To sign manually, first retrieve the OS X certificates from the CodeSigning folder in the juliasecure
bucket on AWS. Add the .p12 file to your keychain using Keychain.app. Ask Elliot Saba (staticfloat) or Alex Arslan (ararslan) for the password for the key. Now run
hdiutil convert julia-x.y.z-osx.dmg -format UDRW -o julia-x.y.z-osx_writable.dmg
mkdir ./jlmnt
hdiutil mount -mountpoint julia-x.y.z-osx_writable.dmg
codesign -s "AFB379C0B4CBD9DB9A762797FC2AB5460A2B0DBE" --deep jlmnt/Julia-x.y.app
This may fail with a message like
Julia-x.y.app: resource fork, Finder information, or similar detritus not allowed
If that’s the case, you’ll need to remove extraneous attributes:
xattr -cr jlmnt/Julia-x.y.app
Then retry code signing. If that produces no errors, retry verification. If all is now well, unmount the writable .dmg and convert it back to read-only:
hdiutil eject /dev/disk3
rm -rf ./jlmnt
hdiutil convert julia-x.y.z-osx_writable.dmg -format UDZO -o julia-x.y.z-osx_fixed.dmg
Verify that the resulting .dmg is in fact fixed by double clicking it.
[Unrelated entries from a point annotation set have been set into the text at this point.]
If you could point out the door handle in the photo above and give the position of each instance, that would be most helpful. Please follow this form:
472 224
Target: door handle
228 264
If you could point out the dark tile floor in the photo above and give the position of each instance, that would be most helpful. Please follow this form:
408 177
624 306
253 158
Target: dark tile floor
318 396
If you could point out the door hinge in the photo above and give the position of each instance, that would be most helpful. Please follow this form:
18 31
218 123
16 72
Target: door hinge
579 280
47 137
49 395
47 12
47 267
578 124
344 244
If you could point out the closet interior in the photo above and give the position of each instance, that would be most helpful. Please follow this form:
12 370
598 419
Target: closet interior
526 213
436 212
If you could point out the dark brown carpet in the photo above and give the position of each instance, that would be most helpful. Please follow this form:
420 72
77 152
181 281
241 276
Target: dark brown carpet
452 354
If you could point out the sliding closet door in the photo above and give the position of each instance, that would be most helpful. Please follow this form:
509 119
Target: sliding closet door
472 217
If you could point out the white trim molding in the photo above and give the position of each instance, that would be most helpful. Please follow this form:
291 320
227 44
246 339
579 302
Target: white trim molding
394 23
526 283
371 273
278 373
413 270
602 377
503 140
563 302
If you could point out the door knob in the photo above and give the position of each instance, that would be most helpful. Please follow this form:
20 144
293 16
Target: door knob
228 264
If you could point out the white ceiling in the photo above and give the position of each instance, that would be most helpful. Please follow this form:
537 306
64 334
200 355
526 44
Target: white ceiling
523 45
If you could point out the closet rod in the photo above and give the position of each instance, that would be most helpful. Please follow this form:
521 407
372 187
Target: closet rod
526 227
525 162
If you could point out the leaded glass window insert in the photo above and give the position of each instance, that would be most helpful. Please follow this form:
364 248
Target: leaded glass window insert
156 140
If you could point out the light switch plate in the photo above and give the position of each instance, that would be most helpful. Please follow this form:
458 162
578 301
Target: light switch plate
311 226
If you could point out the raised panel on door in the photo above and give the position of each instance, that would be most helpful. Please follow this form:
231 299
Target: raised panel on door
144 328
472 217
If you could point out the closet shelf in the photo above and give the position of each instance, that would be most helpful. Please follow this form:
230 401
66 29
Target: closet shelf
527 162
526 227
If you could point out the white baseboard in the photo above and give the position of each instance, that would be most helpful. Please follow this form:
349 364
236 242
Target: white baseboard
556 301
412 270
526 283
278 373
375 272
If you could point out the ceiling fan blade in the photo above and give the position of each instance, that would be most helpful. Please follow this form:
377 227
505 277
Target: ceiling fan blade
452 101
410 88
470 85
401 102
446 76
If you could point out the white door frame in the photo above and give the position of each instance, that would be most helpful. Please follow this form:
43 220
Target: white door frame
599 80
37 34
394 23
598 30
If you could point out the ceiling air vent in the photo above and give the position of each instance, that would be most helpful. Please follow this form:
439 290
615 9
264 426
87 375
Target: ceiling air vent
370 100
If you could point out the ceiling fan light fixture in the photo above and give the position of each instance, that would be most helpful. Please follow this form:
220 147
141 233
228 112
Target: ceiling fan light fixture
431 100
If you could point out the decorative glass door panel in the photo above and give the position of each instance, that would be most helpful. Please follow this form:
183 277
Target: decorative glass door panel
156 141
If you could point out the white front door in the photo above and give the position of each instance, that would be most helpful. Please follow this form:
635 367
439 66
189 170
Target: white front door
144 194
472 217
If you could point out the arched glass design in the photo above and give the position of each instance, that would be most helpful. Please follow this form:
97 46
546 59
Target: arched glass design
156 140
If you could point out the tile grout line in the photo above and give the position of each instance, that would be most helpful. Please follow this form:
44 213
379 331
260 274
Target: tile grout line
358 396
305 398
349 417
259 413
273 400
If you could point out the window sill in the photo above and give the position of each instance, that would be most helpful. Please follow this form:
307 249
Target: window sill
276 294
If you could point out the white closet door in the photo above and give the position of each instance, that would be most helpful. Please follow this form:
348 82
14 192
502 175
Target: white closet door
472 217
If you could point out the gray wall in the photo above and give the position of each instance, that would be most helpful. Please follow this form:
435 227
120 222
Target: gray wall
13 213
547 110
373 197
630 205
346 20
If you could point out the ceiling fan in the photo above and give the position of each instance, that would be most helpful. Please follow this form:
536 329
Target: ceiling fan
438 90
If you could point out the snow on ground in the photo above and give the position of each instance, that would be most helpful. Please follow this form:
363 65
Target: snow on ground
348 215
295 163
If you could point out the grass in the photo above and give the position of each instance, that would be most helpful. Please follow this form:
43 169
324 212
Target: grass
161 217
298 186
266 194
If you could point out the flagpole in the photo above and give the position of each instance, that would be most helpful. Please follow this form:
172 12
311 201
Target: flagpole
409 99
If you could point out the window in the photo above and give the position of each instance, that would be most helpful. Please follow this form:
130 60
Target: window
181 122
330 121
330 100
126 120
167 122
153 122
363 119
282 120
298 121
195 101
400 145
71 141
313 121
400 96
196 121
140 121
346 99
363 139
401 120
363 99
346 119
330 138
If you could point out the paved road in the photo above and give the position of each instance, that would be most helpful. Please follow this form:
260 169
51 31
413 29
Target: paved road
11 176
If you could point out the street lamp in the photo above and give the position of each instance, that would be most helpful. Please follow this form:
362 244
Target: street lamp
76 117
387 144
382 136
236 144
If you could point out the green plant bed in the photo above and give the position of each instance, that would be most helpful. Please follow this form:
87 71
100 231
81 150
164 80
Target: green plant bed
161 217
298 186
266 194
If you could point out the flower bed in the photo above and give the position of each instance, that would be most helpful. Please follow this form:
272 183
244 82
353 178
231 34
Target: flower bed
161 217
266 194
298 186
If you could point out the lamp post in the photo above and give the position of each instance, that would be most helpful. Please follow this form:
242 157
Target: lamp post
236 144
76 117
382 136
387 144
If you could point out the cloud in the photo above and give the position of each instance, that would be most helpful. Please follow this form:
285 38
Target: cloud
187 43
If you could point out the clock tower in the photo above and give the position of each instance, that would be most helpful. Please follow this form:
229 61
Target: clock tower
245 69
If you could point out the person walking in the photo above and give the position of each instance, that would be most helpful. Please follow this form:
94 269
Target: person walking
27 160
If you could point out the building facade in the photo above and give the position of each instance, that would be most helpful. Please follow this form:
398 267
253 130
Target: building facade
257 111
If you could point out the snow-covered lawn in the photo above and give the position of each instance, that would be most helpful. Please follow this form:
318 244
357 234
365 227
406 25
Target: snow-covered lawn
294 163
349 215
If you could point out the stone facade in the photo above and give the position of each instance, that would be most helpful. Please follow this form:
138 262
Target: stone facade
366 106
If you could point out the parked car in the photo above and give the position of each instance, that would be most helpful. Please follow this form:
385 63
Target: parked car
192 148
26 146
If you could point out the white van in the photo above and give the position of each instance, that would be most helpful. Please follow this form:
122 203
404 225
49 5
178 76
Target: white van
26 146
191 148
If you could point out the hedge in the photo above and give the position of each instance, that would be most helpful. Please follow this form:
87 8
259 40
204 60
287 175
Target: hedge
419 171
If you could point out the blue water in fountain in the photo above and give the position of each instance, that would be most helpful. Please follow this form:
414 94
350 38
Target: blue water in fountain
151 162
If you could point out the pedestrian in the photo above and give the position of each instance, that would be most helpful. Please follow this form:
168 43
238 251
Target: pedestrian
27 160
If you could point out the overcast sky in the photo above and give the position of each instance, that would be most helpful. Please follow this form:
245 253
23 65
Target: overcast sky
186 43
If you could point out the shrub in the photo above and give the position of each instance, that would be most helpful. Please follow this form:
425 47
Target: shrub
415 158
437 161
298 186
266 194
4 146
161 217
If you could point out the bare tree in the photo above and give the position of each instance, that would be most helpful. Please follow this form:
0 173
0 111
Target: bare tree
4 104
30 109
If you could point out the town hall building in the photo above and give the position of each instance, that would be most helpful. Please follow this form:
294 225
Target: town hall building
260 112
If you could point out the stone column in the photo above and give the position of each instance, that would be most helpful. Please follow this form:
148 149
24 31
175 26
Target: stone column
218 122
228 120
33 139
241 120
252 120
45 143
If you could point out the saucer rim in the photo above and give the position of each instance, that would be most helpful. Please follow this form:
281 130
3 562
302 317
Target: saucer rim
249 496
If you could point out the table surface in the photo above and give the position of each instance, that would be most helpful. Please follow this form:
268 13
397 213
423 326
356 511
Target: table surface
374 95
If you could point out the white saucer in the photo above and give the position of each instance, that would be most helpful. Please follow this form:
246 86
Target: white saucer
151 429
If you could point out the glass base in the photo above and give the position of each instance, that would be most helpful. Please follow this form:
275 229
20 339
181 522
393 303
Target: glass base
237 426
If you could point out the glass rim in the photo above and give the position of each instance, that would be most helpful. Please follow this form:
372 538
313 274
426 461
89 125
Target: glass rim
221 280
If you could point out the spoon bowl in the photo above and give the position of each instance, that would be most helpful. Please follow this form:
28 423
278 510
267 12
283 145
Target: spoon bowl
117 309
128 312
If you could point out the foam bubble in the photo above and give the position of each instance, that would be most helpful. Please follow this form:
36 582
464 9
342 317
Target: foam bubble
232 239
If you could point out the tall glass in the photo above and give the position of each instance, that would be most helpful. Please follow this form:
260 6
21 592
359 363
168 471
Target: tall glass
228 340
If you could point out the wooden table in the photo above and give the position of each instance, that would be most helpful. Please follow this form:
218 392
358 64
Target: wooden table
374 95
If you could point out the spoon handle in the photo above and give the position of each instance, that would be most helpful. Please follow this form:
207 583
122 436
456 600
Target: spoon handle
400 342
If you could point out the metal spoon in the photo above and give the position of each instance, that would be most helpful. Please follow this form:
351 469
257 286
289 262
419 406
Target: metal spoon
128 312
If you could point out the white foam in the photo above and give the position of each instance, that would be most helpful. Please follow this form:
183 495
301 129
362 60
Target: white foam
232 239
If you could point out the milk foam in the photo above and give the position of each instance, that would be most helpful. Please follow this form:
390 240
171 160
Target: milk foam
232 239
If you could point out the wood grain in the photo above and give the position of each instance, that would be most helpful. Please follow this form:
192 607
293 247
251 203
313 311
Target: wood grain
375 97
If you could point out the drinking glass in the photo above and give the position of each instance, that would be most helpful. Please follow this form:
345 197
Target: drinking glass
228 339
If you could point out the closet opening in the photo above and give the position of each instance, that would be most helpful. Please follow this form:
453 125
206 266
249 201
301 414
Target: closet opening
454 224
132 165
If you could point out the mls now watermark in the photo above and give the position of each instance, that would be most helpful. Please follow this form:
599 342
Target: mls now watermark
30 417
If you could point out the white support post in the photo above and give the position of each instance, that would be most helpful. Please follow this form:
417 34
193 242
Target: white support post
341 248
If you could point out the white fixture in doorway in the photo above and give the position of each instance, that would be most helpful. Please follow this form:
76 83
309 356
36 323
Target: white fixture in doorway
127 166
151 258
If everything looks good, eject it then drop the _fixed
suffix from the name. And that’s it!
Windows
Signing must be performed manually on Windows. First obtain the Windows 10 SDK, which contains the necessary signing utilities, from the Microsoft website. We need the SignTool
utility which should have been installed somewhere like C:\Program Files (x86)\Windows Kits\10\App Certification Kit
. Grab the Windows certificate files from CodeSigning on juliasecure
and put them in the same directory as the executables. Open a Windows CMD window, cd
to where all the files are, and run
set PATH=%PATH%;C:\Program Files (x86)\Windows Kits\10\App Certification Kit;
signtool sign /f julia-windows-code-sign_2017.p12 /p "PASSWORD" ^
/t http://timestamp.verisign.com/scripts/timstamp.dll ^
/v julia-x.y.z-win32.exe
Note that ^
is a line continuation character in Windows CMD and PASSWORD
is a placeholder for the password for this certificate. As usual, contact Elliot or Alex for passwords. If there are no errors, we’re all good!
Uploading binaries
Now that everything is signed, we need to upload the binaries to AWS. You can use a program like Cyberduck or the aws
command line utility. The binaries should go in the julialang2
bucket in the appropriate folders. For example, Linux x86-64 goes in julialang2/bin/linux/x.y
. Be sure to delete the current julia-x.y-latest-linux-<arch>.tar.gz
file and replace it with a duplicate of julia-x.y.z-linux-<arch>.tar.gz
.
We also need to upload the checksums for everything we’ve built, including the source tarballs and all release binaries. This is simple:
shasum -a 256 julia-x.y.z* | grep -v -e sha256 -e md5 -e asc > julia-x.y.z.sha256
md5sum julia-x.y.z* | grep -v -e sha256 -e md5 -e asc > julia-x.y.z.md5
Note that if you’re running those commands on macOS, you’ll get very slightly different output, which can be reformatted by looking at an existing file. Mac users will also need to use md5 -r
instead of md5sum
. Upload the .md5 and .sha256 files to julialang2/bin/checksums
on AWS.
Ensure that the permissions on AWS for all uploaded files are set to “Everyone: READ.”
For each file we’ve uploaded, we need to purge the Fastly cache so that the links on the website point to the updated files. As an example:
curl -X PURGE https://julialang-s3.julialang.org/bin/checksums/julia-x.y.z.sha256
Sometimes this isn’t necessary but it’s good to do anyway.